In India, the status of turban is linked with religious beliefs and practices in addition to the already existing social ceremonies. The understanding on the position of turban in the Indian society can be attained through the examination of cultures, conventions and customs it used to be, or is prevalent in.
Once considered to be a sign of holiness, wearing of turban eventually became a symbol, highlighting wearer’s position and rank in society, with its size, material and style. The Sikh Gurus however, vehemently opposed stratification of society. They diligently worked to create an egalitarian society dedicated to justice and equality of which turban (known as ‘Dastar’ in Punjabi) is the symbol of sovereignty.
While other communities gradually discarded the wearing of turban mostly due to the influence of western culture but for the Sikhs the turban remains the gift of their Guru which they carry everywhere they go. It is believed that the turban deepens the connection between the Sikh and the Guru. Just by being exposed to this regal quality, their attitudes and psyche get shaped in a certain way and instils the Sikh with a great deal of responsibility.

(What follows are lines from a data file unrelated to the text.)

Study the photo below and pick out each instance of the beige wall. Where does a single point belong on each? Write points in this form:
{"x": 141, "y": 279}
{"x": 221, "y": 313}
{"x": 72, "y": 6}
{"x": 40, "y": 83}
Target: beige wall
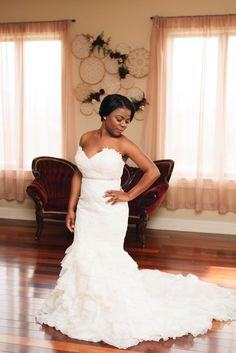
{"x": 125, "y": 21}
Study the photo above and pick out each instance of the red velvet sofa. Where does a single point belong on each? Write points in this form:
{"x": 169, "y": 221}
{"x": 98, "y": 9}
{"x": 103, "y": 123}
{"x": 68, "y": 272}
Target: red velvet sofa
{"x": 50, "y": 191}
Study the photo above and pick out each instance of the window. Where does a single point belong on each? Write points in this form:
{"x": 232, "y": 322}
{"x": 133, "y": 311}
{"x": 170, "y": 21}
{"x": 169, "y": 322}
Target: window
{"x": 31, "y": 97}
{"x": 36, "y": 100}
{"x": 201, "y": 110}
{"x": 192, "y": 113}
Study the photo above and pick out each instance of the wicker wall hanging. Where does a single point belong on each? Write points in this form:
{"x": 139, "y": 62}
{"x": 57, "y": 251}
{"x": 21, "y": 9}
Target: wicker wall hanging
{"x": 103, "y": 71}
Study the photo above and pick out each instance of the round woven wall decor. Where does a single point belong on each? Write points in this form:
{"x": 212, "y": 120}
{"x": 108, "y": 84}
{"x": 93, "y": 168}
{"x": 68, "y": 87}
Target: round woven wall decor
{"x": 138, "y": 62}
{"x": 91, "y": 70}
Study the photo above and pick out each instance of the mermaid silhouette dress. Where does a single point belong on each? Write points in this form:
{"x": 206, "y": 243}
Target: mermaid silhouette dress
{"x": 101, "y": 295}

In the recent years turbaned Sikhs became victims of mistaken identities especially after 9/11. Globally, as well as within India, there is a growing ignorance and misunderstanding about the role and purpose of the Sikh turban. In such a context, this research becomes important in exploring and documenting the historic, spiritual and cultural significance of turban which has become an indispensable part of the identity of a Sikh.